From thence and as far as Heliopolis inland Egypt is broad, and
the land is all flat and without
Springs of water and formed of mud:
and the road as one goes inland from the sea to Heliopolis is about
the same in length as that which leads from the altar of the twelve
gods at Athens to Pisa and the temple of Olympian Zeus: reckoning up
you would find the difference very small by which these roads fail of
being equal in length, not more indeed than fifteen furlongs; for the
road from Athens to Pisa wants fifteen furlongs of being fifteen
hundred, while the road to Heliopolis from the sea reaches that number
completely.
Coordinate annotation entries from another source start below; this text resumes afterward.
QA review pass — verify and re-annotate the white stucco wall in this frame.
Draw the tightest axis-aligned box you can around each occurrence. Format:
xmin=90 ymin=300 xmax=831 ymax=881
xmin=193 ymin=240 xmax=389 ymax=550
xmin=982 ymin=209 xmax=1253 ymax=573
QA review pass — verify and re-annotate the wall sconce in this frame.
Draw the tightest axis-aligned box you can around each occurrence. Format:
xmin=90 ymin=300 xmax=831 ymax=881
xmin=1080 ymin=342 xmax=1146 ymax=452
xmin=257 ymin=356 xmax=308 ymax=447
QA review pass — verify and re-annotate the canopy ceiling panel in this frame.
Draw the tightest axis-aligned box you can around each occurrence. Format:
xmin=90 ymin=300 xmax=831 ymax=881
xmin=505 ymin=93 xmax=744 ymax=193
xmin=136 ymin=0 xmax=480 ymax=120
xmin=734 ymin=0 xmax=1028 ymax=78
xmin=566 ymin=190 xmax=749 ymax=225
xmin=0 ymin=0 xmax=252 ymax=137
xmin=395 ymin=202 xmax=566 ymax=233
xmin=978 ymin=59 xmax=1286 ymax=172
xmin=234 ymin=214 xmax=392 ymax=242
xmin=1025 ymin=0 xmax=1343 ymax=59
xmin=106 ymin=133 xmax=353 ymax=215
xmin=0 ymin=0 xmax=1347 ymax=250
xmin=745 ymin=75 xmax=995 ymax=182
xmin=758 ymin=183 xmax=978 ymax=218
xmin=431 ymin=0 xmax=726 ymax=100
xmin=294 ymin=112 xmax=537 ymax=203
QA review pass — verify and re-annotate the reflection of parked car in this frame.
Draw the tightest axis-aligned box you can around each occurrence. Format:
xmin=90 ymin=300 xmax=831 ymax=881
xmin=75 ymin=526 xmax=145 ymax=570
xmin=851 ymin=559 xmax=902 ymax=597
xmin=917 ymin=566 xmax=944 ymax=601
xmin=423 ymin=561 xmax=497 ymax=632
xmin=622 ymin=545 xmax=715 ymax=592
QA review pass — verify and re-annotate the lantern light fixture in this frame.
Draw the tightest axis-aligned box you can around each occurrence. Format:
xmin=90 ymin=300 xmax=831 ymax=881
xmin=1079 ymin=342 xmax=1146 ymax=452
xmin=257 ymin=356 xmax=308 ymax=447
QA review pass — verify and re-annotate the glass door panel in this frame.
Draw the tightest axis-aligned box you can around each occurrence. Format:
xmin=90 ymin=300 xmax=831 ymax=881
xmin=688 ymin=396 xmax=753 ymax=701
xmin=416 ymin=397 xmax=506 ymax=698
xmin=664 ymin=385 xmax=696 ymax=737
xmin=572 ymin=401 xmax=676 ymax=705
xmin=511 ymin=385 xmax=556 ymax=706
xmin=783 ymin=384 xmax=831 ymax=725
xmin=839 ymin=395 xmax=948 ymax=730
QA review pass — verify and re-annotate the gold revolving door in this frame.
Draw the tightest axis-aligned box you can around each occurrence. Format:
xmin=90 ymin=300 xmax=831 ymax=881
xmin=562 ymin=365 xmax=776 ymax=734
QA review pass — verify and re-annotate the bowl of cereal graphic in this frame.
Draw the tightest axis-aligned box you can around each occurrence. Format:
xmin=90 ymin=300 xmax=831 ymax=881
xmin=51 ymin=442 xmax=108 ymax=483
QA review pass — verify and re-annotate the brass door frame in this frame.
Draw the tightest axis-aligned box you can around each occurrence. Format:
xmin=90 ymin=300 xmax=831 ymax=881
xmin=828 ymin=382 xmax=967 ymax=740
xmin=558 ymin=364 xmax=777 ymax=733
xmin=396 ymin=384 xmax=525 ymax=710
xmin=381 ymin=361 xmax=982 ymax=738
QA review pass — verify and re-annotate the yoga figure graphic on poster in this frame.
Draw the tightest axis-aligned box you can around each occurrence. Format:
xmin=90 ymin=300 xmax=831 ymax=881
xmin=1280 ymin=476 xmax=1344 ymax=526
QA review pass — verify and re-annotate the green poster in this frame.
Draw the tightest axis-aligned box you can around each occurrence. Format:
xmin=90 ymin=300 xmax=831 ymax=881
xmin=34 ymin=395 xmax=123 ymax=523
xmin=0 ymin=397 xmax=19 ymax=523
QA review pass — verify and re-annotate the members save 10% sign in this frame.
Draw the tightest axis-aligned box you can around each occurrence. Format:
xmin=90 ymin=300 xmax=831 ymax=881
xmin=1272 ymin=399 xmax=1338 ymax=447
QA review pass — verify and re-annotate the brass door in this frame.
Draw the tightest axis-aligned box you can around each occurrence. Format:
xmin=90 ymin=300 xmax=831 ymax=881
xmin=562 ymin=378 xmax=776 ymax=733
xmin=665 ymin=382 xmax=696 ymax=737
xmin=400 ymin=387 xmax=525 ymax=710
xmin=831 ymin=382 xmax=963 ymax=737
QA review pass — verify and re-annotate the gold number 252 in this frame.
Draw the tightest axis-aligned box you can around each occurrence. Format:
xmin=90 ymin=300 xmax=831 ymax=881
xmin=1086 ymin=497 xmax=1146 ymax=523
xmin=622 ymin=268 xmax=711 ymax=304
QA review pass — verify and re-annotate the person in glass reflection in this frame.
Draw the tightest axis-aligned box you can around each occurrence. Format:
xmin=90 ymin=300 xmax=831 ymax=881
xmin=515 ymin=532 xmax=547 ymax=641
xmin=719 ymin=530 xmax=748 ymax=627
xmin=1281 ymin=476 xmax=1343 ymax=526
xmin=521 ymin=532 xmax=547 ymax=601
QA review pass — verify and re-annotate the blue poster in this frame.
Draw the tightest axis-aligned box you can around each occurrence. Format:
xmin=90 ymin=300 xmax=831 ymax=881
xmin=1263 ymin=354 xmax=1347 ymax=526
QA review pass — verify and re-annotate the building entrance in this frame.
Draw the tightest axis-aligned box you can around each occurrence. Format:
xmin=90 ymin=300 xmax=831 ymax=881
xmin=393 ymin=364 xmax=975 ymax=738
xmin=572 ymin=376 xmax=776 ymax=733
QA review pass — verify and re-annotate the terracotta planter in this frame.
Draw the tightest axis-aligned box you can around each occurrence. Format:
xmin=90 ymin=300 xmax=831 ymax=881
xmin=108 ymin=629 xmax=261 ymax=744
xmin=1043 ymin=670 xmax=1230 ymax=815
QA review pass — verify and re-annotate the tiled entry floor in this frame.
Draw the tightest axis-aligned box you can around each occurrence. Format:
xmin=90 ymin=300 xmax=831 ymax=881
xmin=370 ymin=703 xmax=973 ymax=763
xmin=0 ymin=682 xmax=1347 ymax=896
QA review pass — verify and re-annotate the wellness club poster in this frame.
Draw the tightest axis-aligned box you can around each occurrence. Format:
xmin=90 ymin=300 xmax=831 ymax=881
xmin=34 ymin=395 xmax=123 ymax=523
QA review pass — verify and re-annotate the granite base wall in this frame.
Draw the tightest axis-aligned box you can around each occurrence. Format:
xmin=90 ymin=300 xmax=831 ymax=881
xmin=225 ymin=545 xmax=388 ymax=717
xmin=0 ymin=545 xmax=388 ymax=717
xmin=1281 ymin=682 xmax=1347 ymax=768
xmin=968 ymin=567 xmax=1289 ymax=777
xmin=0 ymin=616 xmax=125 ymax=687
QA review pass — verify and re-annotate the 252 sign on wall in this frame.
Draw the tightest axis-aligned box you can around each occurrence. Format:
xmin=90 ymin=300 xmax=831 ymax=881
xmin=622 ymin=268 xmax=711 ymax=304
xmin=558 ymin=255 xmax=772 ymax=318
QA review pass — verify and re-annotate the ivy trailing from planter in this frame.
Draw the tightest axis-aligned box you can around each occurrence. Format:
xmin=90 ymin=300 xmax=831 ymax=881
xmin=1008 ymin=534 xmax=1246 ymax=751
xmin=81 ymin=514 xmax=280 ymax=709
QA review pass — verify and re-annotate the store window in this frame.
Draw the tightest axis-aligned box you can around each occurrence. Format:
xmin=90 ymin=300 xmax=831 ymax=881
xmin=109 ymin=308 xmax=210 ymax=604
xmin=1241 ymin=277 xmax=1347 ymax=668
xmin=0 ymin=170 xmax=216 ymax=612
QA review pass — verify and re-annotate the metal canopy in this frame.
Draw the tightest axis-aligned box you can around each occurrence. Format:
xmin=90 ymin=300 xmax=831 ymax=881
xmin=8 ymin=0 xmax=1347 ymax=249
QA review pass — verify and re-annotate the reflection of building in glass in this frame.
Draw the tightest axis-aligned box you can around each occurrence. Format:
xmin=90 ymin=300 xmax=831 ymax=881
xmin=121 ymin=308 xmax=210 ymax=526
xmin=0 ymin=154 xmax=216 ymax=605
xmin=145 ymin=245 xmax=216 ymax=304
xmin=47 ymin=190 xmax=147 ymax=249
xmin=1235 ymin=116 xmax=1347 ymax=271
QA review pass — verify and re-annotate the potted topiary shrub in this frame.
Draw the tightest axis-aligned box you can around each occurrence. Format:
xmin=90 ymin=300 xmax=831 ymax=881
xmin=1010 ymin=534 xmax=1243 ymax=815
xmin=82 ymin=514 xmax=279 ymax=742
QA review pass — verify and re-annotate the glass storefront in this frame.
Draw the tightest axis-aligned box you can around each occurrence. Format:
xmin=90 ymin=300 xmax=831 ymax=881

From Heliopolis however, as you go up, Egypt is narrow;
for on the one side a mountain-range belonging to Arabia stretches
along by the side of it, going in a direction from the North towards
the midday and the South Wind, tending upwards without a break to that
which is called the Erythraian Sea, in which range are the stone-
quarries which were used in cutting stone for the pyramids at Memphis.
On this side then the mountain ends where I have said, and then takes
a turn back; and where it is widest, as I was informed, it is a
journey of two months across from East to West; and the borders of it
which turn towards the East are said to produce frankincense.